When I started talking to Mladen, I again felt like that boy. He taught me a new language and let me perceive a world which had been hidden from me. I could of course have declined, since I already spoke a language and had no issues navigating within my own world. But the moment I opened up, the thirst for knowledge became too pressing, I wanted more, wanted to understand what he was talking about. Under no circumstances could I doubt him.

Resembling a child pointing at a moving locomotive, I introduced abstract terms that I must have picked up somewhere, and whose mere enunciation triggered a fascination in me. The child doesn’t see a complex system in which electric energy is converted into mechanic work, but it sees a staggeringly large object that moves seemingly by itself! And because it cannot grasp the phenomenon conceptually, it remains in the realm of the inexplicable, the unknown, the magic. To understand the ideas I introduced, I also needed an understanding of other ideas and concepts which again depend on a succession of other ideas and concepts. When I asked him about this or that, I was the child pointing with its frail index finger on a mighty train, by no means able to grasp what is happening below the surface

What I admired most about Mladen weren’t his mental feats, but the relationship between his body and mind. A scholar has the vocation to push forward the boundaries of human knowledge. Mladen was a bricklayer. Thanks to small jobs here and there he got by. The little money he made he used on tobacco and weed. Or he bought food for the roaming cats, to each of which he gave a name. I’m convinced that his philosophical contemplations weren’t a passion that that he followed for its own sake. Instead, he approached them as a necessary part of what it meant to follow his human nature.

I only got to really know Mladen when my parents hired him to fix the leaking roof on our vacation home, and they asked me to help out. Because we wanted to avoid the gleaming sun, Mladen and me started our work already in the early hours, at five or six in the morning. First, we tried to remove the slabs of the roof with hammer and chisel, and after little success we switched to a jackhammer. We had a tiny radio running in the background, and with the little Bosnian I knew, I understood that a small earthquake must have hit Zagreb. Shortly after, Mladen asked me whether I am right or left. We worked with our hands for hours, so I intuitively held up my right hand and carefully pronounced “desno.” He smiled at me. “No. No. Politically.”

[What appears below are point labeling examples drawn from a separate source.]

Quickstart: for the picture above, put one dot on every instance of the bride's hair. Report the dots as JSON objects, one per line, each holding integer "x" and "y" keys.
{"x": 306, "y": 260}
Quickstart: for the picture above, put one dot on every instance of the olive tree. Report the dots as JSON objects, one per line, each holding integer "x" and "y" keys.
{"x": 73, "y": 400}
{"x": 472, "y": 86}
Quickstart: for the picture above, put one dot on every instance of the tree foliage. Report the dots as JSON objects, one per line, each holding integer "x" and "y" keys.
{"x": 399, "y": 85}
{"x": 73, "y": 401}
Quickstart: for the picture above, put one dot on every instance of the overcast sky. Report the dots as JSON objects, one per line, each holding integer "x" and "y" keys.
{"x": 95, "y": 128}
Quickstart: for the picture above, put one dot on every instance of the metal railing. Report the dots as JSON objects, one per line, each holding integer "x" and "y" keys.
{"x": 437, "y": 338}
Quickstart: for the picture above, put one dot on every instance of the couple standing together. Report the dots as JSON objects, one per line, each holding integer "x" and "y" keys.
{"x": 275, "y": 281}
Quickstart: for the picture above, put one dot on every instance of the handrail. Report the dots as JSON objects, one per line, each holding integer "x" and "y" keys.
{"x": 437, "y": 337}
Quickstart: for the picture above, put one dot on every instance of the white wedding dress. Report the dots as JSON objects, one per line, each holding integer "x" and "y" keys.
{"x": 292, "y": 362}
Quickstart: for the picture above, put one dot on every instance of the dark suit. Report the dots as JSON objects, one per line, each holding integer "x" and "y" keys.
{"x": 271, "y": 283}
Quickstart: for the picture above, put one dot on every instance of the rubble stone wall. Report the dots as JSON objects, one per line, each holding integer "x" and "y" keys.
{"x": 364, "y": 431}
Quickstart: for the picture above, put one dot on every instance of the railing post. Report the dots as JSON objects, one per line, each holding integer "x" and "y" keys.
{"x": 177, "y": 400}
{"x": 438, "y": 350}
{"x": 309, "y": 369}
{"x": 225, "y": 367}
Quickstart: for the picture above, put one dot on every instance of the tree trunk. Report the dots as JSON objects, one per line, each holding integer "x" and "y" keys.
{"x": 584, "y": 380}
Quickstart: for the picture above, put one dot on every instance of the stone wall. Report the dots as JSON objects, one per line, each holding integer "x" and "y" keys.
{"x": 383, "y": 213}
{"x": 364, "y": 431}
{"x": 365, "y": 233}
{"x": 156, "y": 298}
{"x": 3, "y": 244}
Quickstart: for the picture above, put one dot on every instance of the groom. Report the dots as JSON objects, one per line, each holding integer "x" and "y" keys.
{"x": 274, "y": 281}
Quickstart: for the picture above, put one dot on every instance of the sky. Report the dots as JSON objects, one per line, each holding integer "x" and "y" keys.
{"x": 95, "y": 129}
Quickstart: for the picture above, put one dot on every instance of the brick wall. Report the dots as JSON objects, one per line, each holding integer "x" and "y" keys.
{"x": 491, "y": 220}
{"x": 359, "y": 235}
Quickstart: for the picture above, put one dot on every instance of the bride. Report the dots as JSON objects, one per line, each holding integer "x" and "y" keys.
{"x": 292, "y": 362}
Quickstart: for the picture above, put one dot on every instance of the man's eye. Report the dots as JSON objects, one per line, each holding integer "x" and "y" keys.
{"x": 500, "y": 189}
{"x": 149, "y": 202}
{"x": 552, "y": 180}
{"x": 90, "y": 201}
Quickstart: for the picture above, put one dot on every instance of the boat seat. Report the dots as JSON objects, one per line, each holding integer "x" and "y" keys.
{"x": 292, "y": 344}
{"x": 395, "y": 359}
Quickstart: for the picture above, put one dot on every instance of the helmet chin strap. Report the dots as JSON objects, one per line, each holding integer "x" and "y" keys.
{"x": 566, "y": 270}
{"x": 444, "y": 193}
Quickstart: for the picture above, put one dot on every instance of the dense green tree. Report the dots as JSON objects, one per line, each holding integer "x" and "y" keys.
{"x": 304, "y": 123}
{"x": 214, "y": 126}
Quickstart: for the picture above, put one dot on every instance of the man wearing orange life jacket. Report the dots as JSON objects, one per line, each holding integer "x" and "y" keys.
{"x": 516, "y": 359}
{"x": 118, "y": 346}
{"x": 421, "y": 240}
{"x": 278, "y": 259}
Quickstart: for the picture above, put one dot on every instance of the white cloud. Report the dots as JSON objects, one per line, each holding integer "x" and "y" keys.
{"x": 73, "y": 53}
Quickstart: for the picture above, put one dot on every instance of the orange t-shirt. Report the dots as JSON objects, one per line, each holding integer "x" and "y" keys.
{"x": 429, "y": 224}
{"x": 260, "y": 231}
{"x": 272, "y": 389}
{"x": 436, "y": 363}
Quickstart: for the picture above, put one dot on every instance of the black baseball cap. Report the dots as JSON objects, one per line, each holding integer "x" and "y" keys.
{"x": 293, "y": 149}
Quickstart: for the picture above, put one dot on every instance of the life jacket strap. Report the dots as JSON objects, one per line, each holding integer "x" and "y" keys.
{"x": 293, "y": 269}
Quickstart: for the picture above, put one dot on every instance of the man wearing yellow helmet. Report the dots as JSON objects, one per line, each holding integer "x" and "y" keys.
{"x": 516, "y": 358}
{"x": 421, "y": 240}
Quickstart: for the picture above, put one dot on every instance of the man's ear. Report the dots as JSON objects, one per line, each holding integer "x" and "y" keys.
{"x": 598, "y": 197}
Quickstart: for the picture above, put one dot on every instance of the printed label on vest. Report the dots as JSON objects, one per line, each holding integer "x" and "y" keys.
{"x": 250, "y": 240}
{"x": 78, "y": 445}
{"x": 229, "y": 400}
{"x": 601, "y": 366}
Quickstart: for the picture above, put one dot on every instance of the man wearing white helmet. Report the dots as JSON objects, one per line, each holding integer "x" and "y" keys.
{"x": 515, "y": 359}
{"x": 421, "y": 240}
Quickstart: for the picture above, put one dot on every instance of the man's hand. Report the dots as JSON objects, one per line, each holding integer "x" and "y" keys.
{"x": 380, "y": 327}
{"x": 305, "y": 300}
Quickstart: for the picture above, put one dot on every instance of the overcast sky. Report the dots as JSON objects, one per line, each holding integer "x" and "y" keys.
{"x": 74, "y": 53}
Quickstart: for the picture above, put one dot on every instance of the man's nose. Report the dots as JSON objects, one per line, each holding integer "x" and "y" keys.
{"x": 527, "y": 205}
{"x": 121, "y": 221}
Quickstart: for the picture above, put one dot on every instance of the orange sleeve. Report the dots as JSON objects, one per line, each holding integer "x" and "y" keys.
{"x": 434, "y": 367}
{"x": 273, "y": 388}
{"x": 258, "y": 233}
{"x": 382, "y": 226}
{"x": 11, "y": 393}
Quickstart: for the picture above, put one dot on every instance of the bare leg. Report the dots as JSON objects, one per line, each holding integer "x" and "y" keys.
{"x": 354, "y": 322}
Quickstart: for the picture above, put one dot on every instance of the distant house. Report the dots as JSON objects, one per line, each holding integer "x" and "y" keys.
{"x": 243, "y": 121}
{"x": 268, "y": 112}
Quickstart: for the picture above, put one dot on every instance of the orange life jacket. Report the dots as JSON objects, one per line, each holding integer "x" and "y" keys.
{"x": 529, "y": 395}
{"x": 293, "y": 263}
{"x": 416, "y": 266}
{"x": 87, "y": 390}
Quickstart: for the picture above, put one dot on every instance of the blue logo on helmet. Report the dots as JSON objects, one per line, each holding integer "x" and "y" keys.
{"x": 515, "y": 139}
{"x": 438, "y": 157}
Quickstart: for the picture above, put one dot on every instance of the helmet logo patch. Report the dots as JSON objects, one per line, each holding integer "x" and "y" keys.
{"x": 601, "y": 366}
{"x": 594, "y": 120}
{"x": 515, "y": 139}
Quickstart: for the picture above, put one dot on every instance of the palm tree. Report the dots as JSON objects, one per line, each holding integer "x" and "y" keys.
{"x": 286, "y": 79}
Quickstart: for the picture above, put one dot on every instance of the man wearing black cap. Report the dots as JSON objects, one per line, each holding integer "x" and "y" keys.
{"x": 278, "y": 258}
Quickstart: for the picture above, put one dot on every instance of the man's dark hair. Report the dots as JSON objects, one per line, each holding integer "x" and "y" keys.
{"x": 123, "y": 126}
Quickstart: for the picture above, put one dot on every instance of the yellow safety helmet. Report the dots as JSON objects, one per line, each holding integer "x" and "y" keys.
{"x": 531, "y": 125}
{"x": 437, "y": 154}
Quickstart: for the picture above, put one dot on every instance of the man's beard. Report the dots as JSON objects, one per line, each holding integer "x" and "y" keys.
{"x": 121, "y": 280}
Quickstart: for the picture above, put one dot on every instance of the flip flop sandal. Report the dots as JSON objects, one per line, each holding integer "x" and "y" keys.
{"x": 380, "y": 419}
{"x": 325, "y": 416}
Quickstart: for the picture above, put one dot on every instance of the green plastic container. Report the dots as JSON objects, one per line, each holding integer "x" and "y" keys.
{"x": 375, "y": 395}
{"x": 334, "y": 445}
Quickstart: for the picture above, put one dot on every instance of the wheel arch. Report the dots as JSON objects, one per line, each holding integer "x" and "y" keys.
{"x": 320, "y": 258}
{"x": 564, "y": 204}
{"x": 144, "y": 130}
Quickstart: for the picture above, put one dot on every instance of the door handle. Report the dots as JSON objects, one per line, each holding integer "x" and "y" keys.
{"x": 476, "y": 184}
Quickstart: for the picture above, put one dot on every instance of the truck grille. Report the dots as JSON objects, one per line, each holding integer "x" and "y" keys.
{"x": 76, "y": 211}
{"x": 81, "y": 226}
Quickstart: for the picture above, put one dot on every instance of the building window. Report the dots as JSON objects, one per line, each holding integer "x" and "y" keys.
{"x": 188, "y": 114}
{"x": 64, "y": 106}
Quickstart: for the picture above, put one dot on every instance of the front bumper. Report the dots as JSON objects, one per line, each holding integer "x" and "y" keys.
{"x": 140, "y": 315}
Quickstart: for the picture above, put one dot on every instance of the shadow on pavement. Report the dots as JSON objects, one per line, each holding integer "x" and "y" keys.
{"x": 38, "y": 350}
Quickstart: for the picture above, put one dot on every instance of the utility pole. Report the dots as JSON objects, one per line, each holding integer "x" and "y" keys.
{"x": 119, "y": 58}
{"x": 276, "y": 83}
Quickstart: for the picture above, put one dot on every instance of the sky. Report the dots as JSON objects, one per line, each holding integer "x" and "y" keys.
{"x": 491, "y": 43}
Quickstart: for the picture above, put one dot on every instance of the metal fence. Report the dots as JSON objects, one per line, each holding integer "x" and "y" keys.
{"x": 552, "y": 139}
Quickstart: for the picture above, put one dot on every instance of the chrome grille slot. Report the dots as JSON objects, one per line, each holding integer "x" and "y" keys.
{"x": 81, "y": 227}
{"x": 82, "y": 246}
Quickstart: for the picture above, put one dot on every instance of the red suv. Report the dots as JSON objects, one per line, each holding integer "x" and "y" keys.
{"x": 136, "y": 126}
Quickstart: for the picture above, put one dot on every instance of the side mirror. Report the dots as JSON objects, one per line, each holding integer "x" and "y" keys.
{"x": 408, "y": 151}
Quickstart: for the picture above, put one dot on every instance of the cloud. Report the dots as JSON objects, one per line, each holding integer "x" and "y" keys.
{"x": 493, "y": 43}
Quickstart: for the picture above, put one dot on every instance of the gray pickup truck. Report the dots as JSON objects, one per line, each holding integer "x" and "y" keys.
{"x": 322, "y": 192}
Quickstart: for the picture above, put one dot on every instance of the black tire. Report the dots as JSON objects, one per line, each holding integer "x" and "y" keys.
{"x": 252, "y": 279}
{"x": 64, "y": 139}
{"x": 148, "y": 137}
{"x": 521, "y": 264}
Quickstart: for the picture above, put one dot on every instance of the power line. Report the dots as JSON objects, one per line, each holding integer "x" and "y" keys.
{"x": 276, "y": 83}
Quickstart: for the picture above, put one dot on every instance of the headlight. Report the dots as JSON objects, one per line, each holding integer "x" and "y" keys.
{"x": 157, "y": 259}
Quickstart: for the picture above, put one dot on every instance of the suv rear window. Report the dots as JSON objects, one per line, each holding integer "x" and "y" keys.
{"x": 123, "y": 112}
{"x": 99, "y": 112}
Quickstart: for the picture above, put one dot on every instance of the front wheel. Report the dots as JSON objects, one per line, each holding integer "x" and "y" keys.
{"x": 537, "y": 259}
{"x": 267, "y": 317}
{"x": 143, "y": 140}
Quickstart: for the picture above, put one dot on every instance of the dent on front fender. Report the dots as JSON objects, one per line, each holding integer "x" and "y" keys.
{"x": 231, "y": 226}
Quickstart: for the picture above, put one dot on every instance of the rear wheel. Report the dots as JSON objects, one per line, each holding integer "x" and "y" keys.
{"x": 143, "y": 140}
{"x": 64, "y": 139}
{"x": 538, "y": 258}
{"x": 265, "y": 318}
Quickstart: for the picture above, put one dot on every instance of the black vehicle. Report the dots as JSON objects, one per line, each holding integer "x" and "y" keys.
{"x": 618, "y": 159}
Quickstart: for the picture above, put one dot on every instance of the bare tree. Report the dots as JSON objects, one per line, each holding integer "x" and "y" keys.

We started exchanging our political views, in the beginning still very careful to assess the counterpart. Though we had spoken before, the reason for our encounters was always my parents. When we met him, I could occasionally have a say, but there was a tacit understanding that I played a subordinate role in their conversations. He remained my parents’ friend, not mine. But on the roof, my parents weren’t around. From politics, we quickly landed on political theory, navigated our way to ethics and ended up deep in philosophical territory. Through our constantly more active and eager conversations, I did not get to know the same Mladen that my parents knew, and with whom I exchanged a few words, but always held my distance. No, I came to know another Mladen whom my parents did not even know existed. I was no longer the son of friends, rather it felt as if we could be friends ourselves. I looked especially forward to our smoking breaks, where we sat together on the balcony and focused on our conversation. He used to ask me for tobacco or rolling paper.

When the roof was sealed up after several mornings, our interactions became again very sporadic. There was no reason. Our outlooks were too different. If I ran into him again, down in the narrow alleyways of the village or in the café, I met again the friend of my parents. On the roof, it was just the two of us, elevated from all external circumstances that defined our relationship. Below, there was again an implicit distance that could not be bridged. Still, the book was half open. How could he die? All felt so unfinished.